笔趣阁 > 修真小说 > 倚剑江山 > 序章
    林海如涛,古木盘踞,破败荒庙,少有人烟。

    傍晚的霞光鲜红如血,静静地淌在一座苍翠欲滴的山峦上,好似为其披上了一层薄薄的红纱。

    这座山峦寂静无声,它和大多数群山一般籍籍无名,虽称不上奇丽陡峻,却称得上孤独。

    它是一座孤山,一座矗立在平平原野间孤傲的突兀。

    在这座孤山上生长的茂密林木下隐隐藏着一座多年未曾修缮的破庙。

    腐朽的庙门缝隙间透露出微弱的光。

    人间点点灯火。

    点点微光让这座孤峰多了些许烟火气,也便没有那么孤独了。

    破庙里的摆设十分简洁。

    一座已经被熏得有些发黑的红泥小灶,整整齐齐摆放着的柴木,还有两张十分窄小的木床,床上的被盖显得十分单薄,有些凹凸不平的地面被打扫得一尘不染。

    此刻,红泥小灶中正燃着炽热的火焰,旁边是一位牵着扇子,偶尔添上几根柴火的布衣少年。
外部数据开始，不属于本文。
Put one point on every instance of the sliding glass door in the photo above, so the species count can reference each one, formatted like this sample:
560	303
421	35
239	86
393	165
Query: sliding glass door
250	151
    少年留着干净利落的短发,皮肤有些黝黑,稚气未脱的脸颊上眉目如画。

    他的名字叫做丁弋,自记事以来便是生活在这座破庙内。

    在这座荒芜的孤山上,少年不知道时间究竟是一件什么样的东西。

    每日看着日出日落,这便是他的时间。

    孤山永远是那座孤山,恒古不变。

    少年永远是那个少年,除了身子不断长高,手臂不断粗壮,他感受不到自己任何其他的变化。

    丁弋很喜欢这座山,喜欢这座下雨很少天晴很多的孤山。

    白天狩猎,夜晚练剑。

    日复一日,年复一年。

    丁弋并未觉得生活有何枯燥。

    这样的生活也让他拥有了了同龄人难以企及的体魄与毅力。

    这些使他的身形结实得更像是一个成年的男人。

    一个瘦削的年轻人,

    瘦削有时候所意味的不是弱小,而是精炼。

    就像一块巨铁,百炼成钢。

    时候已经不早了,丁弋不知不觉已经开始渐渐犯困了起来。

    …………

    未几,庙外传来隐隐约约的脚步声,在这寂静的山林中显得格外的刺耳。随着时间的推移,脚步声越来越清晰。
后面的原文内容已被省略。